Complex factors can prevent communities from adapting to climate change, including financial, political, and social barriers.

Climate change makes life even harder for subsistence farmers and marginal populations. In the development field, we need to learn how to address tangible problems that block adoption of improved mechanisms. USAID’s Climate Change Adaptation Activity (CCAA) in Mali — a two-year intervention in the Mopti Region — has such an opportunity.

In conjunction with our partners, the Humanitarian Response and Development Lab (HURDL) and Sahel Eco, we are undertaking an intense study of the socioeconomic barriers that vulnerable populations face in adopting practices that would improve their ability to cope with climate stress and shock.

The study is an in-depth analysis of specific factors that hamper adoption of adaptation technologies, like improved seed or fertilizer. These factors could be cultural — such as marginalization or farmers simply not understanding how to use the new technologies they are confronted with. Specifically, it is important to understand what blocks the adoption of these technologies and approaches, given that the use of these technologies will help reduce vulnerability.

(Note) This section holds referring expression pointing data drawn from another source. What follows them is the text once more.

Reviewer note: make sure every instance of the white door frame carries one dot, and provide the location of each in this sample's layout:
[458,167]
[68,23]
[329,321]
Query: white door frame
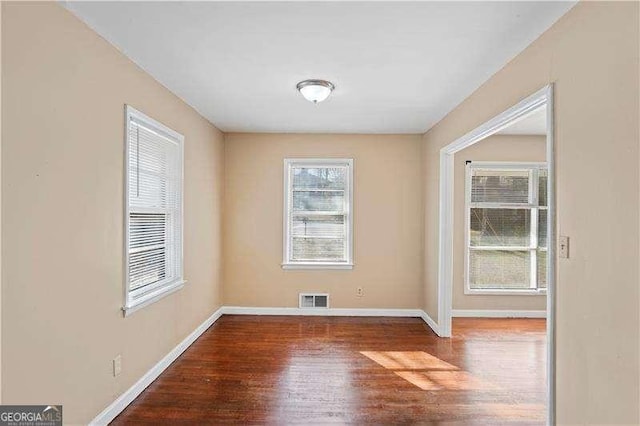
[525,107]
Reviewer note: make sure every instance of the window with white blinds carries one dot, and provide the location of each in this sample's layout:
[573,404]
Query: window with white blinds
[318,218]
[506,231]
[153,219]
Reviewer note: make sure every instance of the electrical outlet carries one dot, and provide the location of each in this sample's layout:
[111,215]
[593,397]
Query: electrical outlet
[117,365]
[563,247]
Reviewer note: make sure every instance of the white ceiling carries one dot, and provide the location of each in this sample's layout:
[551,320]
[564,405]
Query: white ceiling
[398,67]
[533,124]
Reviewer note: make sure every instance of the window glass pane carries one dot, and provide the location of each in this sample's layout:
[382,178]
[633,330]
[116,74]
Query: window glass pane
[318,249]
[542,269]
[324,200]
[499,269]
[542,228]
[147,249]
[319,177]
[542,187]
[500,186]
[500,227]
[318,226]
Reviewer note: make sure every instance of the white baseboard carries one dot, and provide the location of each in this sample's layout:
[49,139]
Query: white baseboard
[116,407]
[471,313]
[330,312]
[430,322]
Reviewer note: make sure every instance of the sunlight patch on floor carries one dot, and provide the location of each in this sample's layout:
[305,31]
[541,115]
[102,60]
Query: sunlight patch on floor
[426,371]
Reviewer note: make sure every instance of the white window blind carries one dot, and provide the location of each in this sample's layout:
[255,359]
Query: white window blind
[318,218]
[506,227]
[154,210]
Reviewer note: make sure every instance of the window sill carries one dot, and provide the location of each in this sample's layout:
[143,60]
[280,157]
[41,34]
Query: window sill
[152,297]
[317,266]
[497,292]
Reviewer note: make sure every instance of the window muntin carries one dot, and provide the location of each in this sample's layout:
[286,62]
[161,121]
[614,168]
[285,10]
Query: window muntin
[506,228]
[153,216]
[318,213]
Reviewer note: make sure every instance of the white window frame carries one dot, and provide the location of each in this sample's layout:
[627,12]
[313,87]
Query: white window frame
[289,165]
[139,298]
[533,205]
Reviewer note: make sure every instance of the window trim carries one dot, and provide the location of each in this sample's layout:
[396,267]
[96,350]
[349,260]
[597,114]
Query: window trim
[532,205]
[289,163]
[156,291]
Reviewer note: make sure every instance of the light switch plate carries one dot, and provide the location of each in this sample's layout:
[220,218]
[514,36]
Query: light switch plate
[563,247]
[117,365]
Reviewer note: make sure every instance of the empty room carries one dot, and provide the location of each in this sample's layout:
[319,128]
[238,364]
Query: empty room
[320,212]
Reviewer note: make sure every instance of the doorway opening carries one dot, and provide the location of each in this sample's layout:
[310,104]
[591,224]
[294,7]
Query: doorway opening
[529,267]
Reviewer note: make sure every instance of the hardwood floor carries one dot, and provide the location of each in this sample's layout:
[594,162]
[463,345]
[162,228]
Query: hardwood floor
[328,370]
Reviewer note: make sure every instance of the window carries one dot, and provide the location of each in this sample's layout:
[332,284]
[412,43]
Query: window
[153,216]
[318,213]
[506,228]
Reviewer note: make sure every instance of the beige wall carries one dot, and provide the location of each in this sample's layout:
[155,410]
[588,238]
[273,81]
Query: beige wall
[387,221]
[592,56]
[63,92]
[493,148]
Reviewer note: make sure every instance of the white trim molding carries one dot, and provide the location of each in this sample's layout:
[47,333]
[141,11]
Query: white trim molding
[287,250]
[483,313]
[529,105]
[330,312]
[116,407]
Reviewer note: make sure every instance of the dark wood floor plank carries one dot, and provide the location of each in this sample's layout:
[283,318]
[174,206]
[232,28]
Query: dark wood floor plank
[339,370]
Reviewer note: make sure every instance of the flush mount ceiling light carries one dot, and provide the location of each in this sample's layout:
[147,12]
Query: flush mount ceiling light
[315,90]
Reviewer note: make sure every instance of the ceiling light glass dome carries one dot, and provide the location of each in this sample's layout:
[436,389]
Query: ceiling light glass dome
[315,90]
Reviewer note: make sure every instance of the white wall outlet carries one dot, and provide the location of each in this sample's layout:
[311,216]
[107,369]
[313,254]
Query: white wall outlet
[563,247]
[117,365]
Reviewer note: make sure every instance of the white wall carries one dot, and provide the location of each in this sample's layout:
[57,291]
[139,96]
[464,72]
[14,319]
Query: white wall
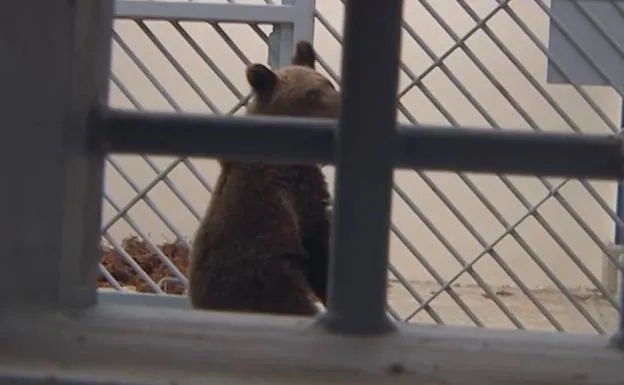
[416,102]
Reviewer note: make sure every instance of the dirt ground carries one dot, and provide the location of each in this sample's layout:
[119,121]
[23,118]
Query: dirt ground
[444,307]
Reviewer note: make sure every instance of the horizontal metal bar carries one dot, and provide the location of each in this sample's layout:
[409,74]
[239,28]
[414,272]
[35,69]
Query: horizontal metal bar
[124,344]
[279,139]
[116,297]
[209,12]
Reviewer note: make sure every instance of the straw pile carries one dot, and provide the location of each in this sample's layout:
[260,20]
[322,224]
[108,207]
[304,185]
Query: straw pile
[148,261]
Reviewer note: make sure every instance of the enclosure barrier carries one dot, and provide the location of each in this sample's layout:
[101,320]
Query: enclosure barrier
[51,329]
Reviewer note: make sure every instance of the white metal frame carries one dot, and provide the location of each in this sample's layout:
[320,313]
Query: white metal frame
[53,331]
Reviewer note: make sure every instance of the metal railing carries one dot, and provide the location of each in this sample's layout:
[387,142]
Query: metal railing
[50,325]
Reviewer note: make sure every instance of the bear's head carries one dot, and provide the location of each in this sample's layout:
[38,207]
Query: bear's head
[296,90]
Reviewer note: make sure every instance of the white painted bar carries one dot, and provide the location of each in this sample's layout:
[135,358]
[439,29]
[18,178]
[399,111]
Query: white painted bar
[142,344]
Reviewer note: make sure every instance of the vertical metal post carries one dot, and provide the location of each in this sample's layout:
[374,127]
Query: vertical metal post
[618,339]
[54,75]
[365,144]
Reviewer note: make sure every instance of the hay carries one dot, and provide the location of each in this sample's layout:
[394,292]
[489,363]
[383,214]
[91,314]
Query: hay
[142,254]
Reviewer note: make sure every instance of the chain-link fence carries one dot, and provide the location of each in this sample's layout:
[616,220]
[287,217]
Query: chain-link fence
[485,250]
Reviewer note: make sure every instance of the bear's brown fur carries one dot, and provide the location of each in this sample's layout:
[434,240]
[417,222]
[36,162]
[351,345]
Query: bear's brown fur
[262,245]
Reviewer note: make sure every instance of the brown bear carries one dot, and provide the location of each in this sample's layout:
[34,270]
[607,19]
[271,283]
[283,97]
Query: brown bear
[262,245]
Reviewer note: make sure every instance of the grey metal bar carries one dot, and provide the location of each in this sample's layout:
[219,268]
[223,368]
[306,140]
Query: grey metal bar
[365,145]
[202,12]
[418,146]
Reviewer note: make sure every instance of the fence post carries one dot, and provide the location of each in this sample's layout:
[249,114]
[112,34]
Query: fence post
[283,38]
[366,143]
[54,71]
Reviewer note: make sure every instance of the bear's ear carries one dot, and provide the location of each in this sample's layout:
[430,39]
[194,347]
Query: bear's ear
[261,78]
[304,54]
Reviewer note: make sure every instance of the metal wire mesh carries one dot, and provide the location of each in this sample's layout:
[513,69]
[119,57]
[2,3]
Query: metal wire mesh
[454,233]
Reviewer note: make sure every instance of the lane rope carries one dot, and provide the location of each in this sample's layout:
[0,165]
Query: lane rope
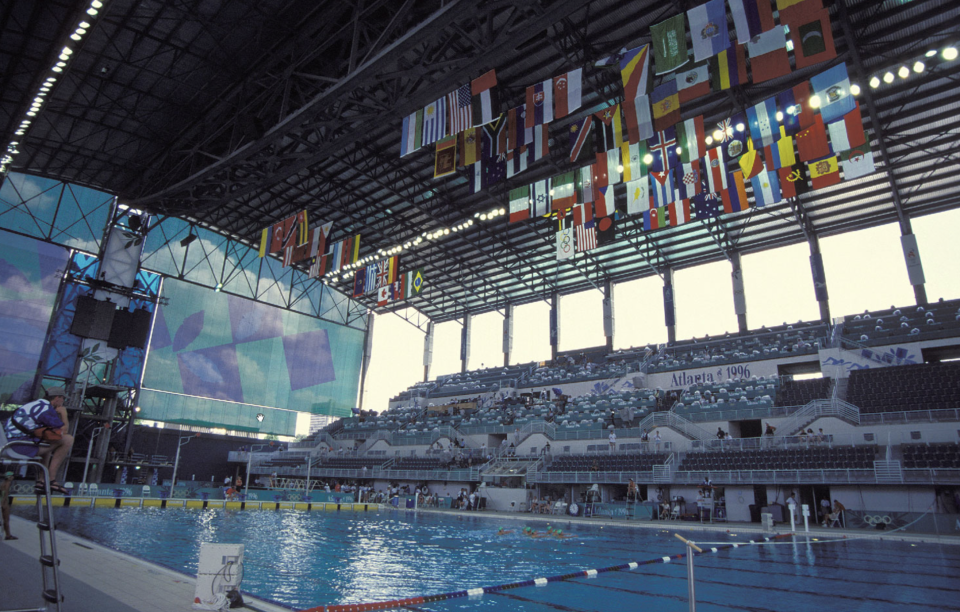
[535,582]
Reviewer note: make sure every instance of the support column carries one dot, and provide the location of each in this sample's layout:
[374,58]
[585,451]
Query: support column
[739,298]
[554,325]
[427,352]
[669,306]
[819,278]
[367,350]
[907,238]
[508,335]
[465,342]
[608,325]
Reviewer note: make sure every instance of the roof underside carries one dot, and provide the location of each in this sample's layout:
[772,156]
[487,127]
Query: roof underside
[236,114]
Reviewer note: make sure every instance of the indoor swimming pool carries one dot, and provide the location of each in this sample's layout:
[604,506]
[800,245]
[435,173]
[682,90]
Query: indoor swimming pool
[305,559]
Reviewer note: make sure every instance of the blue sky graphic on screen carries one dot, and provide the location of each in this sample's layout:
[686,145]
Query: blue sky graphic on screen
[228,348]
[30,273]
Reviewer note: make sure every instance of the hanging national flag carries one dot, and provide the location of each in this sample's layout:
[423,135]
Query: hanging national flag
[585,187]
[766,189]
[768,55]
[664,191]
[601,177]
[665,102]
[634,71]
[669,44]
[519,204]
[539,146]
[812,142]
[582,213]
[833,88]
[540,103]
[636,114]
[565,248]
[564,192]
[359,282]
[824,172]
[486,101]
[607,127]
[688,180]
[586,236]
[412,133]
[460,109]
[847,133]
[693,83]
[434,121]
[728,68]
[613,165]
[679,212]
[517,161]
[540,197]
[691,139]
[664,150]
[413,283]
[655,218]
[471,146]
[734,136]
[780,153]
[762,119]
[517,132]
[735,198]
[793,180]
[751,18]
[638,196]
[605,204]
[751,164]
[567,92]
[707,205]
[857,162]
[446,159]
[633,155]
[791,112]
[708,29]
[810,31]
[716,171]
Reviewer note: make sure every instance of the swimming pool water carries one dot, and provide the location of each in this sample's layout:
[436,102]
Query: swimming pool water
[301,560]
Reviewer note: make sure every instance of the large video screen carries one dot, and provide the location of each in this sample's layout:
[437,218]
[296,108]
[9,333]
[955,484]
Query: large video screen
[227,348]
[30,274]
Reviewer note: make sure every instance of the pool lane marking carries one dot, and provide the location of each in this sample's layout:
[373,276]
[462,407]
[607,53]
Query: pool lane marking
[479,591]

Other projects have examined coping strategies of vulnerable populations to better understand how those populations have handled climate stress and shock — that is not new. What is new under Mali CCAA is that we seek to understand what has and has not worked — and why — at a more granular level than in any previous studies I have seen.

CCAA proposes to use the information we learn from this detailed analysis to link vulnerable population with other USAID and non-USAID activities to overcome those socioeconomic barriers. It builds upon an existing evidence base initiated by several USAID agriculture, Feed the Future, and global climate change investments. CCAA has been strategically designed to overlap with Feed the Future initiatives. The goal is for the activity to learn from those that we propose to serve to help them overcome the barriers that block adaptation.

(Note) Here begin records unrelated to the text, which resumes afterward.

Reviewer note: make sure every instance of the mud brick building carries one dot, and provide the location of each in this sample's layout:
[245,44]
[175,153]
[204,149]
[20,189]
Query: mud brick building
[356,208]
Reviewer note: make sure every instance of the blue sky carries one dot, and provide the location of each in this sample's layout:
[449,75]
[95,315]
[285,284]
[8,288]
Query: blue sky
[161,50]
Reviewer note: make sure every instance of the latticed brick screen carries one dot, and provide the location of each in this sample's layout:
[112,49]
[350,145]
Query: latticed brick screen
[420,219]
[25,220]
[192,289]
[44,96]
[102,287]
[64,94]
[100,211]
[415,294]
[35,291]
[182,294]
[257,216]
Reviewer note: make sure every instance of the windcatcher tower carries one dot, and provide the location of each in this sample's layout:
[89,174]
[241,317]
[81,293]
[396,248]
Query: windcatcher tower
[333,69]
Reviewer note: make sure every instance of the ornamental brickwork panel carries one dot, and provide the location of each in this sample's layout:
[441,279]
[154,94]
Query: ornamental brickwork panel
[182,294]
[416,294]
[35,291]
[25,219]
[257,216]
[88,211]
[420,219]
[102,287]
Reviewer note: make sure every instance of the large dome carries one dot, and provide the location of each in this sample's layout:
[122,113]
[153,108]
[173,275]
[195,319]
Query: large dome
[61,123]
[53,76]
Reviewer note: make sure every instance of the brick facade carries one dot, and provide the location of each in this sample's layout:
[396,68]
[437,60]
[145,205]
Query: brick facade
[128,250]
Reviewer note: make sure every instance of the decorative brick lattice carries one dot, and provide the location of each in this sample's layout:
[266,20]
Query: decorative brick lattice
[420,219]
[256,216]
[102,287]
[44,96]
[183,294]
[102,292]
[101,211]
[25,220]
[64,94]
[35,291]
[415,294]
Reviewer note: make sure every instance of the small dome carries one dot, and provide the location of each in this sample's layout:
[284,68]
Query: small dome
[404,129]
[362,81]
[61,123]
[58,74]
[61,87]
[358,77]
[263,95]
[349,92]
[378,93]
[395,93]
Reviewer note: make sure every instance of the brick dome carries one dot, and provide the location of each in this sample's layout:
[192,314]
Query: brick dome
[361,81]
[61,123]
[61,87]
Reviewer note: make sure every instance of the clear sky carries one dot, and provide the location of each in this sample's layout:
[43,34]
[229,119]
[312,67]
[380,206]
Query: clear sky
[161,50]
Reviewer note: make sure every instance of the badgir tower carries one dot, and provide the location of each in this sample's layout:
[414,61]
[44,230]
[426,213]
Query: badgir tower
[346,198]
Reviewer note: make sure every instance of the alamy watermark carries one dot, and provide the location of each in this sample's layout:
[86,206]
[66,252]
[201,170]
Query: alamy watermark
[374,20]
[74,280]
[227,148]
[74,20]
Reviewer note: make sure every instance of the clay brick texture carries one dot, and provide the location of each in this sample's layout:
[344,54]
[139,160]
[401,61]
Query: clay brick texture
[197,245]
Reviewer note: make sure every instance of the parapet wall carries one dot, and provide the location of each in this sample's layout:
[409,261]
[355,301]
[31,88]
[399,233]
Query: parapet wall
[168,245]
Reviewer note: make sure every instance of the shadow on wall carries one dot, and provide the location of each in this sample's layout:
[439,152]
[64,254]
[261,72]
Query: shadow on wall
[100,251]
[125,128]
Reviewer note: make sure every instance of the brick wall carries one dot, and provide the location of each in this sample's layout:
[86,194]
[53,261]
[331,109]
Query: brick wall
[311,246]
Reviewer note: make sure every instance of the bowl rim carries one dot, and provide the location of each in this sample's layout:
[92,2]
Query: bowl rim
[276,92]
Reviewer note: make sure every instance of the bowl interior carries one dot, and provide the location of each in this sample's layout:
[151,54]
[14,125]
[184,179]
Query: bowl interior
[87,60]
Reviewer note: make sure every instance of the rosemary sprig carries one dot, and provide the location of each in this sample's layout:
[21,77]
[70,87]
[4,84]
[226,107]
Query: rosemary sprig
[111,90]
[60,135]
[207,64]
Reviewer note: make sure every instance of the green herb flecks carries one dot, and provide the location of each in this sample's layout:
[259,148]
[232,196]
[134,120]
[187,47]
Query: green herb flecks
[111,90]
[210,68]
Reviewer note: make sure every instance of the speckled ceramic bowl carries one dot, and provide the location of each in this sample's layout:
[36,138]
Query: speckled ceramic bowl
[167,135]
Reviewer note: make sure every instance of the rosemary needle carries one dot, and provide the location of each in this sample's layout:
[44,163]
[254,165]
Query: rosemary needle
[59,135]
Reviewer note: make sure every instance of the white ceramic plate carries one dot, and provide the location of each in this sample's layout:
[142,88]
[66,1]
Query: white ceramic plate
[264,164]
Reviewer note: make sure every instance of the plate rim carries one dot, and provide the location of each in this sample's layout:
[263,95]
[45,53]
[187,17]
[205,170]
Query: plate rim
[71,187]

Understanding what is impeding resilience is critical to building durable development. In my experience, if development professionals do not understand precisely why a population is vulnerable at a real and potentially adaptable level, finding development solutions is impossible. For this reason, I look forward to undertaking and sharing the results of this study with the development community. I hope that by doing so, this work will inspire other projects to undertake similarly in-depth analyses of the barriers their beneficiaries face to adopting new approaches.